Se había castigado a Basini expulsándolo del colegio. En el colegio todo volvió a su curso habitual.
Se convino que la madre de Törless iría a buscarlo. El joven se despidió con indiferencia de sus camaradas. Casi empezaba ya a olvidar los nombres.
No volvió a subir al cuartito rojo. Aquello le parecía lejano, muy lejano, detrás de él.
Desde la expulsión de Basini todo estaba muerto, casi como si con el muchacho hubieran desaparecido las situaciones creadas a su alrededor.
Törless estaba sumido en un estado de sereno escepticismo. Ya no sentía desesperación.
«Probablemente habían sido sólo aquellas secretas cosas que ocurrieron con Basini las que me desconcertaron tanto», pensaba para sí. No podía encontrar ninguna otra causa precisa.
Pero también estaba avergonzado, como se avergüenza uno por la mañana cuando durante la noche, castigado por la fiebre, se ve surgir de todos los rincones del oscuro dormitorio terribles formas amenazadoras.
En cuanto a la conducta que había tenido ante la comisión, le parecía enormemente ridícula. ¿No habían tenido razón en el fondo? ¡Qué lío, por una cosa tan insignificante! Sin embargo sentía en él algo que quitaba las espinas de su vergüenza. «Por cierto que alardeé de manera nada razonable» reflexionaba; «sin embargo, me parece que toda esta historia tenía que ver muy poco con mi razón». Ése era ahora su nuevo sentimiento.
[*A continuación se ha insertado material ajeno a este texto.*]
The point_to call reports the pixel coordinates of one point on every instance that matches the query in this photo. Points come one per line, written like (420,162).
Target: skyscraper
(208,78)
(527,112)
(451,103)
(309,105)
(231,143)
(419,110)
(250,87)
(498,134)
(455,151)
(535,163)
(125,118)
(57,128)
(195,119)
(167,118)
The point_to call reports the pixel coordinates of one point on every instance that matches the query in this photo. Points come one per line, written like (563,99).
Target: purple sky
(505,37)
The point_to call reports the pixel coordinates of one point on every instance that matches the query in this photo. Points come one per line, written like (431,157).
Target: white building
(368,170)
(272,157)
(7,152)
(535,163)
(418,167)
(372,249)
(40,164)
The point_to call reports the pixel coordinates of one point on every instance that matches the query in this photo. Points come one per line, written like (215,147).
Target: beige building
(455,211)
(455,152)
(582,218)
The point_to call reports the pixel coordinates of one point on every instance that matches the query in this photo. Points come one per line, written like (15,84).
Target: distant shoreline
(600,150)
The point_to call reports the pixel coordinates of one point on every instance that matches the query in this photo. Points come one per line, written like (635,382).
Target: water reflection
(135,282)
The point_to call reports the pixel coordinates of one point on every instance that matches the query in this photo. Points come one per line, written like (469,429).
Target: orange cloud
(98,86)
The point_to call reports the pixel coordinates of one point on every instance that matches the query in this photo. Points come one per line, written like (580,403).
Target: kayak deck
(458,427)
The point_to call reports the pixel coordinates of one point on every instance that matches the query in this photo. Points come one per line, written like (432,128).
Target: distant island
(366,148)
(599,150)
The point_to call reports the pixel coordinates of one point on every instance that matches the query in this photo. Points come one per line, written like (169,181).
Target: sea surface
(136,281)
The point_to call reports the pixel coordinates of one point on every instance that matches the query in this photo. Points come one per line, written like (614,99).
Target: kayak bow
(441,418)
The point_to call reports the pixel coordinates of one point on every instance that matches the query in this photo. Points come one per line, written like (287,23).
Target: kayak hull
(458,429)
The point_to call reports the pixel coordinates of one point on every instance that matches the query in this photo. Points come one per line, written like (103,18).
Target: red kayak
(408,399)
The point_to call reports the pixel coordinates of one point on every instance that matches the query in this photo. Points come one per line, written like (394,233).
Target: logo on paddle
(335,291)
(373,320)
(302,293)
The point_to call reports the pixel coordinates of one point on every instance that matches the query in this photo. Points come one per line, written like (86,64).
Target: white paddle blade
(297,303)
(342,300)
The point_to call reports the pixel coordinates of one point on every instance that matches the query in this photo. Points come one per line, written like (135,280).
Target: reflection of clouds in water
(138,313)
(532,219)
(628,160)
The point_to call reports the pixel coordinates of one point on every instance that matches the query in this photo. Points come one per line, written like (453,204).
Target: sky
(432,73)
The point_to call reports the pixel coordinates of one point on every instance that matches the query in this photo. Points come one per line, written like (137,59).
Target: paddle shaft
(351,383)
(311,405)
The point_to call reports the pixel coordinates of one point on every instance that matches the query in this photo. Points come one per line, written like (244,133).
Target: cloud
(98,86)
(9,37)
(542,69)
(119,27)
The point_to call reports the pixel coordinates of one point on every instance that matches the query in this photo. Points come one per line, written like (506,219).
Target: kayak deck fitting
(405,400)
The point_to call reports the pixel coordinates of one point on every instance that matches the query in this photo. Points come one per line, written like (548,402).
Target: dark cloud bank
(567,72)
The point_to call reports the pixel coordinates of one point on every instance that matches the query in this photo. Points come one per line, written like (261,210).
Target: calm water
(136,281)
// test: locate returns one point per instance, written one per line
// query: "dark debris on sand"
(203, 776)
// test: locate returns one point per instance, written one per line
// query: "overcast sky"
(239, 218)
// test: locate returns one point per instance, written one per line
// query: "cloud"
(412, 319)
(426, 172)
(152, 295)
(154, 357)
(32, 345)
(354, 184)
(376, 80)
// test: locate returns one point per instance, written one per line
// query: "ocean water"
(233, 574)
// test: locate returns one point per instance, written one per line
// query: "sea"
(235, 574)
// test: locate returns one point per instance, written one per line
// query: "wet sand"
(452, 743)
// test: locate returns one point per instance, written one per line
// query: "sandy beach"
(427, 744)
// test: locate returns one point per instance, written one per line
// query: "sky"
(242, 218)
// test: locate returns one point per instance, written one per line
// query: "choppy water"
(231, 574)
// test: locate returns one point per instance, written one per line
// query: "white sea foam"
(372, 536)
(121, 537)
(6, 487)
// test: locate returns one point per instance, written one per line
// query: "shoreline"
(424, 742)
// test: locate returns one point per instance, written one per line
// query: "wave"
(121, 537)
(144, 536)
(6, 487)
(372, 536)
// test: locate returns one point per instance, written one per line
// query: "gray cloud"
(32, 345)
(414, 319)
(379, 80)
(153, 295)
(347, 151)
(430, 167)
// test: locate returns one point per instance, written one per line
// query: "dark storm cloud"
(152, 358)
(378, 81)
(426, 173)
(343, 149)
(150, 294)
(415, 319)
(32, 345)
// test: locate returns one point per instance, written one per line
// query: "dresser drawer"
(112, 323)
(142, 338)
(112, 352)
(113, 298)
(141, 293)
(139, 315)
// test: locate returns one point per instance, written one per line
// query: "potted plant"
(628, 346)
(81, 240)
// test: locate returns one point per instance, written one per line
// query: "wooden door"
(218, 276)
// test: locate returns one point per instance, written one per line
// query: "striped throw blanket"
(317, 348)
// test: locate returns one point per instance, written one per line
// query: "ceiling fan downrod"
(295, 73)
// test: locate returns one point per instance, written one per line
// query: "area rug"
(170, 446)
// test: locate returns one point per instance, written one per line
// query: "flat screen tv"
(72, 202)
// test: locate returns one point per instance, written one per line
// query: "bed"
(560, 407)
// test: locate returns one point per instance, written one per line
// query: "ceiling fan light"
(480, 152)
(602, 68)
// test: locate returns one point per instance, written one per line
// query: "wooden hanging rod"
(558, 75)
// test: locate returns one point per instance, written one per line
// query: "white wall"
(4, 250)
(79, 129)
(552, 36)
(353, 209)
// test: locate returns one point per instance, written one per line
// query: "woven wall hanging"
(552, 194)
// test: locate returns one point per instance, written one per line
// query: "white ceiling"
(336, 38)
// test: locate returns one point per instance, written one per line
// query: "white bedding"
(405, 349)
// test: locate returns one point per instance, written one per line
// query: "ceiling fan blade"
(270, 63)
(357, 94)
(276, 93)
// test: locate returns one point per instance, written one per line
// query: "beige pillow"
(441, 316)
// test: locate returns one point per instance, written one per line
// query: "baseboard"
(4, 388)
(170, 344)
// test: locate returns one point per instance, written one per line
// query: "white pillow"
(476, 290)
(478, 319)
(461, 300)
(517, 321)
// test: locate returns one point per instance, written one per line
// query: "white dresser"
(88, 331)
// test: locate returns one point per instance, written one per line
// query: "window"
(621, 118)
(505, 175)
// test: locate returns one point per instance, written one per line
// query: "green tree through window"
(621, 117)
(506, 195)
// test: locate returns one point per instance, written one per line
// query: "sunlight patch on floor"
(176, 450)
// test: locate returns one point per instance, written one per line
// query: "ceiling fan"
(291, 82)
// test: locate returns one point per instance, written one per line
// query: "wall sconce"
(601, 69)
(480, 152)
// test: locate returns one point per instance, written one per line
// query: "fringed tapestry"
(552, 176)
Tenía el recuerdo de una tremenda tempestad que había estallado en su interior y que en modo alguno bastaba para explicar los motivos que todavía seguía buscando «Entonces debe de haber sido algo mucho más necesario y profundo», concluyó, «algo que no puede aprehenderse con la razón y los conceptos…».
Y aquello que había estado presente antes de sus tribulaciones y de su pasión, aquello que ésta sólo había sofocado, lo peculiar de él, su problema, continuaba aún firmemente arraigado. Esas cambiantes perspectivas que le hacían ver todo ora más lejos, ora más cerca, esa inasible relación que, según nuestro punto de vista, confiere de pronto valores a las cosas y a los hechos, que son entre sí ajenos e imposibles de comparar…
Eso y todo lo demás, lo veía ahora singularmente claro y puro…, y pequeño; así como ve uno las cosas por la mañana, cuando los primeros rayos limpios del sol han secado el sudor de la angustia y el miedo nocturnos, y la mesa y el armario, lo hostil y el destino, vuelven a adquirir sus dimensiones naturales.
Pero a Törless le quedaba todavía un ligero, sutil cansancio. Ahora sabía distinguir entre el día y la noche.
Y el caso es que siempre había sabido hacerlo, sólo que una pesadilla se le había filtrado, borrosa, a través de esa frontera, y se avergonzaba de tal confusión; mas el recuerdo de que podía ser otra cosa, de que hay alrededor de los hombres tenues fronteras que fácilmente pueden deshacerse, de que febriles sueños rondan el alma, corroen los firmes muros y abren de pronto inquietantes, trágicas calles… También este recuerdo se le había grabado profundamente y proyectaba pálidas sombras.
No podía explicarse gran cosa de este estado; pero el hecho de que no pudiera expresarlo con palabras le parecía valiosísimo, como la seguridad del cuerpo fecundado que ya siente en su sangre el tenue tirón del futuro.
Y en Törless se mezclaban el cansancio y la confianza absoluta en sí mismo… Y así fue como al llegar el momento de la despedida, se halló pensativo y sereno…
A la madre, que esperaba encontrar a un joven sobreexcitado y confundido, le sorprendió el frío abandono de su hijo.
Cuando llegaron a la estación, vieron a la derecha el bosquecillo en el que estaba la casa de Bozena. Parecía tan insignificante e inofensivo; era un polvoriento conjunto de sauces y álamos.
Törless recordó cuán inconcebible le había parecido en casa de Bozena la vida de sus padres. Y entonces observó furtiva y oblicuamente a la madre.
—¿Qué quieres, hijo?
—Nada, mamá. Estaba pensando.
Y Törless absorbió el aroma ligeramente perfumado que exhalaba el corpiño de su madre.